La novità delle elezioni di quest’anno è stata il riversare il sentimento di livore per un traguardo mancato fino all’indirizzo della Corte Suprema. Steven Pinker, professore di psicologia ad Harvard, ha dato una risposta molto articolata alle mie domande:

“Ci sono due ragioni principali per cui gli esseri umani credono a qualcosa: la prima consiste in presupposti tangibili a sostegno della verità in cui credono, e la seconda è credere in un mito perché questo rafforza la coesione e la determinazione della comunità cui si appartiene.” Scrive Pinker:

“Qualsiasi amico di convenienza può dire ovvietà innocue come che le rocce rotolano verso il basso, ma solo un fratello di sangue accetta di sostenere che le rocce rotolano verso l’alto. In genere, però, la realtà pone dei limiti alla portata delle conseguenze dei miti in cui crediamo. Il fenomeno straordinario associato al momento che stiamo vivendo risiede nella portata delle teorie sostenute dalla maggior parte dei repubblicani, e di quanto esse siano sconnesse dalla realtà. Ciò con l’unico obiettivo di rafforzare i legami settari e di <<scomunicare>> gli infedeli.

La domanda chiave, per quanto destinata a non trovare risposta certa, afferma Pinker, è:

“Con che forza la realtà tornerà a prevalere una volta che il potere e la retorica da pulpito di Trump si ridimensioneranno? Sicuramente assisteremo alla sopravvivenza di molti <<guerrieri delle cause perse>>, del tipo di quei combattenti Giapponesi che dopo il 1945 rimanevano in assetto di guerra nascosti in anfratti; sarebbe bello che queste persone fossero messe ai margini dalla stessa assurdità delle loro teorie.
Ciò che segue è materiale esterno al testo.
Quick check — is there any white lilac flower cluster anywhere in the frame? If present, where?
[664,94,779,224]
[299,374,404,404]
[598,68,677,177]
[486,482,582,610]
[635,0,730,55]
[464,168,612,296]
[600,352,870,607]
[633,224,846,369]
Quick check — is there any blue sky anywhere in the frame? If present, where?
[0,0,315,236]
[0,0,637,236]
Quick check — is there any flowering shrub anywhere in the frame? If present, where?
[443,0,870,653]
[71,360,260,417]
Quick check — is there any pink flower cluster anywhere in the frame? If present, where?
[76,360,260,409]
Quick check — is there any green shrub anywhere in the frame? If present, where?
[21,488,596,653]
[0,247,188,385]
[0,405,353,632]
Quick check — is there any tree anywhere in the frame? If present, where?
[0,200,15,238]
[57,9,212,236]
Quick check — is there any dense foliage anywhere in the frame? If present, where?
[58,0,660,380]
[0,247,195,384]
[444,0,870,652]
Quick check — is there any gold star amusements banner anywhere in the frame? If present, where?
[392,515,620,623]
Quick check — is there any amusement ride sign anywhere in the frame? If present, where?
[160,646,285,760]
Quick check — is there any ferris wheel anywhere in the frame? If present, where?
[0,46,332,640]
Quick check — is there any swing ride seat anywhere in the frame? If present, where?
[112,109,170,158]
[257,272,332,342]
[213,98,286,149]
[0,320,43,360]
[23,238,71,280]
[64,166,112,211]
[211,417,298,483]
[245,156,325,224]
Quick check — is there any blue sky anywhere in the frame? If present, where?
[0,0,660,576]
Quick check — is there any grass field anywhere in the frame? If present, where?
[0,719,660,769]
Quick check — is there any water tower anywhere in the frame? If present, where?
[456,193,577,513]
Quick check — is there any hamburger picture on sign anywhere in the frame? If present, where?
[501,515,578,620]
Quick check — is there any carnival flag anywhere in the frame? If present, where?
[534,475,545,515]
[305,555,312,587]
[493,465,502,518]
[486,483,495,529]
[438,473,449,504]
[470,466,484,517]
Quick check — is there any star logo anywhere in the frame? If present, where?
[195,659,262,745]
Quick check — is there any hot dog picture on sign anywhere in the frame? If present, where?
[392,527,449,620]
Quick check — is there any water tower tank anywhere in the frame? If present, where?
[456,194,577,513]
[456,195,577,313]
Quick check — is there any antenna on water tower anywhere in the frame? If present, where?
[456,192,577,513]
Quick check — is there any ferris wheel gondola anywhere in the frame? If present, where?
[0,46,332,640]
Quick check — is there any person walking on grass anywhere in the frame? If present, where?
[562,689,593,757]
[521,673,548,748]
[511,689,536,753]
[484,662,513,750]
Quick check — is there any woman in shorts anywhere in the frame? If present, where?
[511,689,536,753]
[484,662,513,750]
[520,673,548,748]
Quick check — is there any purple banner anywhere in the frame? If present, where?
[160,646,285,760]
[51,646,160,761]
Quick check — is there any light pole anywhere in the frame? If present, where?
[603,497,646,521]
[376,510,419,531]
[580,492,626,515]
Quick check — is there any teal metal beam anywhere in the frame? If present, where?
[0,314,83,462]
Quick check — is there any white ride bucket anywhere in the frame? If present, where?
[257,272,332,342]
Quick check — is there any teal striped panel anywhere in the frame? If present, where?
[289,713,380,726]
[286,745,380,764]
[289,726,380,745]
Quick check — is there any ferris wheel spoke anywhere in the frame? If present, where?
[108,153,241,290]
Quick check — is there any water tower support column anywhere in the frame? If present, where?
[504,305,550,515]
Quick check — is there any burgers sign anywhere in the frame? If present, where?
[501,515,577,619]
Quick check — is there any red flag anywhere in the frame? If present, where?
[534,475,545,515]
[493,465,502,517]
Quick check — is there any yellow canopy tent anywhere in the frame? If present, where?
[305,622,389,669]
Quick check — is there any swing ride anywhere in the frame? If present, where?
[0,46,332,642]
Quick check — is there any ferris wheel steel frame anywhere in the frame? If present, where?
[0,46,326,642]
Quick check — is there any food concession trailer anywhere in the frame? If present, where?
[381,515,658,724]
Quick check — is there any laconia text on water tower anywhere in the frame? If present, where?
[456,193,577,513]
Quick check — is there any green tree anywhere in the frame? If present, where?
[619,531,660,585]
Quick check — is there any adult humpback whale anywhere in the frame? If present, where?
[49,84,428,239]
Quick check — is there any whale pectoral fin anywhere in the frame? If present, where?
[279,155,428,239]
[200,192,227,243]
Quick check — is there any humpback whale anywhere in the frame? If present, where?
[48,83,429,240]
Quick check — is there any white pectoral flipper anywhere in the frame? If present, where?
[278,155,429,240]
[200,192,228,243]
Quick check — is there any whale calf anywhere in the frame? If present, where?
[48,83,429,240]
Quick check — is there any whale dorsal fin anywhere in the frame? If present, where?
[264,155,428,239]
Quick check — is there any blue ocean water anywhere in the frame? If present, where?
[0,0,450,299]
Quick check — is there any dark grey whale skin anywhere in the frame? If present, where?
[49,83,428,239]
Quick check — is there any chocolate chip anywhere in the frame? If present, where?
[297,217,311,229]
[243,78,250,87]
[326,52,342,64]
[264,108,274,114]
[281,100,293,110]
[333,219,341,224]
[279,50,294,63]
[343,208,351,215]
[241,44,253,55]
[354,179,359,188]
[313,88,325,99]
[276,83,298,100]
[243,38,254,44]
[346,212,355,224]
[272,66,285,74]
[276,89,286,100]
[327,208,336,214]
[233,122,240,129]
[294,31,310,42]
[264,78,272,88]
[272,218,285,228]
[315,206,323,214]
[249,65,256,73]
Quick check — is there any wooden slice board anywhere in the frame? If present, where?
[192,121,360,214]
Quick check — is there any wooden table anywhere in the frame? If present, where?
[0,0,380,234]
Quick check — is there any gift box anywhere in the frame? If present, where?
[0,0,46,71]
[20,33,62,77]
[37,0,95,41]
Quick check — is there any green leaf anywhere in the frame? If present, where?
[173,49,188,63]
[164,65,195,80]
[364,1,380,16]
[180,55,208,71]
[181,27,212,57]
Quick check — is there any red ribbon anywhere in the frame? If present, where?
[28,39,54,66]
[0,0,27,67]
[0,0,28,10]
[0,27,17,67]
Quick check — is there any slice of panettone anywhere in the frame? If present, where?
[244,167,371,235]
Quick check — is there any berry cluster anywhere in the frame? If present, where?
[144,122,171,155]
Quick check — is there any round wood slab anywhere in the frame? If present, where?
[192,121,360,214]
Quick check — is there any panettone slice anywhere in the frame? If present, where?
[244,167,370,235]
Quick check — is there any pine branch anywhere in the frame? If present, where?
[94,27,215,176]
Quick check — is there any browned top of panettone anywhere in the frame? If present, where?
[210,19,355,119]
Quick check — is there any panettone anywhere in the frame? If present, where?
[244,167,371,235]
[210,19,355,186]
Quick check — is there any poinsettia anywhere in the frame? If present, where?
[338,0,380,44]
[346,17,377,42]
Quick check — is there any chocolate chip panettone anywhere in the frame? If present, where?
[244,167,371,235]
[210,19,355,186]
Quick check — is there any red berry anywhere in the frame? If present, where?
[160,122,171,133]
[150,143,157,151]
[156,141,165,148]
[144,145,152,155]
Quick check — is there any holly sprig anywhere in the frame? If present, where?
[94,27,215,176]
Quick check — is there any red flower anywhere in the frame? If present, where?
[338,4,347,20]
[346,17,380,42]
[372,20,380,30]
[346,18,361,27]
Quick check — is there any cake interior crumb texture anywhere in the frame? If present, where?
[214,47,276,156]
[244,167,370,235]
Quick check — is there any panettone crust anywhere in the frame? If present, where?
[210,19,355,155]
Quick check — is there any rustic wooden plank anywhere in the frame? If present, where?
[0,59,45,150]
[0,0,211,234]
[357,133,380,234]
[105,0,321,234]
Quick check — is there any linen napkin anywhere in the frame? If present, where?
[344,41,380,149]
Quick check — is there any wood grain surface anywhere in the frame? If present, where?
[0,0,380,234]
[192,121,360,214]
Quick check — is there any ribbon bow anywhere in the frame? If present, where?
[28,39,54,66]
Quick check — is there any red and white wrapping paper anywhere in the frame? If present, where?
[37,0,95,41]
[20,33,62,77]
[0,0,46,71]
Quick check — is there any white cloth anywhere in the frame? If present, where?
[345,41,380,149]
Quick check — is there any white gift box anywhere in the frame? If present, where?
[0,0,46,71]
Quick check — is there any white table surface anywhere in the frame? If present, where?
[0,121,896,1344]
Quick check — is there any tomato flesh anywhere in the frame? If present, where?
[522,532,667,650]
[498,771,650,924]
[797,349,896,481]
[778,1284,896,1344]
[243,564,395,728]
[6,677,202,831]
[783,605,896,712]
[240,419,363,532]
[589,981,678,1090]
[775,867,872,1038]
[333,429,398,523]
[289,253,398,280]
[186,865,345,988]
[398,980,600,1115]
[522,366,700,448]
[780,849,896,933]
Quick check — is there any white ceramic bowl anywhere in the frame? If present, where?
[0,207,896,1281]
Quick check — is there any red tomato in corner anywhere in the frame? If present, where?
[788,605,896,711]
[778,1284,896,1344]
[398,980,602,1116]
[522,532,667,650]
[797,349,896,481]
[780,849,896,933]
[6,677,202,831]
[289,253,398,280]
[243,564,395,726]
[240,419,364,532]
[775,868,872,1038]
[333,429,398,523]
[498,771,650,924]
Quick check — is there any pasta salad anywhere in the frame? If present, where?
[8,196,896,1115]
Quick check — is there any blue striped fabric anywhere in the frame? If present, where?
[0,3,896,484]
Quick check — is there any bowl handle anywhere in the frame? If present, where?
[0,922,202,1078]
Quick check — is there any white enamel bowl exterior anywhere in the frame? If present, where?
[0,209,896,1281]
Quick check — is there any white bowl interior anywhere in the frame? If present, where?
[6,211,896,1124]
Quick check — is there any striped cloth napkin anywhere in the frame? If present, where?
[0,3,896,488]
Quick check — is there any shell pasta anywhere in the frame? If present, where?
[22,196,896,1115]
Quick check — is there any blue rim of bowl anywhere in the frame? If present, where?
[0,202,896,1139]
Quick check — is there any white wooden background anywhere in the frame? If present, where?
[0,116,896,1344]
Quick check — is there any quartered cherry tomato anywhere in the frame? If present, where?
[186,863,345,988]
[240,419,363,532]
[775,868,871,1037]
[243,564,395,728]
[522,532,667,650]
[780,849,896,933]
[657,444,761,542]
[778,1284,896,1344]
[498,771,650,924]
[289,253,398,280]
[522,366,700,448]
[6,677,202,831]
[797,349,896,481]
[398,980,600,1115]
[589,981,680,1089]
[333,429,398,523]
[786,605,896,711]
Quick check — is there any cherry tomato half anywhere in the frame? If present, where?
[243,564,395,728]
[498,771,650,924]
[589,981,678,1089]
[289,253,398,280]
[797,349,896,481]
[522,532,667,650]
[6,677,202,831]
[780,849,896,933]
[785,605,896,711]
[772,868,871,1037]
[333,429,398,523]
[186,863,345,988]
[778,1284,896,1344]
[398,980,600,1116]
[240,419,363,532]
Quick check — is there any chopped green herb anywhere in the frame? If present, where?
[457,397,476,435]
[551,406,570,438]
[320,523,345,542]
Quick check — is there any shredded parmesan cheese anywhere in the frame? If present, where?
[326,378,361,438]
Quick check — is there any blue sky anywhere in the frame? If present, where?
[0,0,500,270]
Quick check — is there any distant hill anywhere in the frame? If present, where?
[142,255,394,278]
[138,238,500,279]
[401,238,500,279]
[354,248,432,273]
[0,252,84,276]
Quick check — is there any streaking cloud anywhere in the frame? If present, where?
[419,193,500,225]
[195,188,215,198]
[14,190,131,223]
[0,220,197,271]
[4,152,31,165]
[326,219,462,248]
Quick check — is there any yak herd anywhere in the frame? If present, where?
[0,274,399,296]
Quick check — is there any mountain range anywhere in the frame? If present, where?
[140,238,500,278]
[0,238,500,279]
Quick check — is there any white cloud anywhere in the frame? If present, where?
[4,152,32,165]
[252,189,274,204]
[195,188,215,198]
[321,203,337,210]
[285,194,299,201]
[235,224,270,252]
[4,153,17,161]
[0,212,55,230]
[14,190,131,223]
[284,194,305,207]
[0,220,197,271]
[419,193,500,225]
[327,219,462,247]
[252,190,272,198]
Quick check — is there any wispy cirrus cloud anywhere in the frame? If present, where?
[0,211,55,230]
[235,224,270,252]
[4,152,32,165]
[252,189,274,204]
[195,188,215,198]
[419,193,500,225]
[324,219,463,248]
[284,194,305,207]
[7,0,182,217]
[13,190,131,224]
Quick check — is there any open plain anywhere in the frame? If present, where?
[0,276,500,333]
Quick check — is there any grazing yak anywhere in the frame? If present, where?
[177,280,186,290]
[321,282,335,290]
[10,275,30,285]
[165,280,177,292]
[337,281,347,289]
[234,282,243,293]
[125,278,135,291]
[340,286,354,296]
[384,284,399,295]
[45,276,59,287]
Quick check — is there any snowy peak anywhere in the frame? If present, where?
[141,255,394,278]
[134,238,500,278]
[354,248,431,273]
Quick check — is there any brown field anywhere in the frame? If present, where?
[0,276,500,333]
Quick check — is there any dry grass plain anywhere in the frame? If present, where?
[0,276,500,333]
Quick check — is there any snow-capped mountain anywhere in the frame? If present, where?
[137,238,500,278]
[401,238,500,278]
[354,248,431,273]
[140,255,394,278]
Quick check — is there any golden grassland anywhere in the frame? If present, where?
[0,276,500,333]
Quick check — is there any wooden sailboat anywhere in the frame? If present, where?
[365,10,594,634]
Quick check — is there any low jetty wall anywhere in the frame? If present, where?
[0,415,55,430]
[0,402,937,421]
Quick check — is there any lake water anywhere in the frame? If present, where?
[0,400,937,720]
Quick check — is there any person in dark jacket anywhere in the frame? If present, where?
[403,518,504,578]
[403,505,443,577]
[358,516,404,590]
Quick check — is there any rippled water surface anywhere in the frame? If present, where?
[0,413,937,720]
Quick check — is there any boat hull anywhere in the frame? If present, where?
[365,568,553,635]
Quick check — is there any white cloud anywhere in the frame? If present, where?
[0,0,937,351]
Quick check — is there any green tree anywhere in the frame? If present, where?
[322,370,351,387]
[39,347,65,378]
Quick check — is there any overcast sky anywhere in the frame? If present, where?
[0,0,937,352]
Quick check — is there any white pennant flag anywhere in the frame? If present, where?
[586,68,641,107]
Goldstone e Turching sostengono che Trump sia il sintomo e non la causa della crisi attraversata dal sistema politico americano. Va comunque ricordato che la fedeltà ad un mito può perdurare a lungo in una rete chiusa quando la credenza in essi viene rinforzata con punizioni. Quindi, può anche darsi che certi negazionisti conservatori legati al primo G.O.P. permarranno ancora per un po’ sulla scena. Trump sta facendo tutto ciò che gli è possibile per conservare la forza del suo mito e ha già dimostrato più volte una buona capacità di evitare la marginalizzazione. Una domanda a cui solo con il passare del tempo si potrà rispondere si chiede se e per quanto tempo Trump continuerà ad avere la prerogativa di gettare il simbolico fiammifero nella polveriera esplosiva. Stiamo forse vivendo una situazione politica, economica e culturale così tesa che una qualsiasi scintilla può farla esplodere, indipendentemente da quale partito politico sia al potere?”

America, abbiamo un problema”, The New York Times, 18/12/2020

Traduzione italiana di Andrea De Casa dell’articolo “America, we have a problem”, di Thomas B. Etsal, giornalista di Washington D.C. che contribuisce con editoriali settimanali su analisi politica, fenomeni demografici e ingiustizie sociali.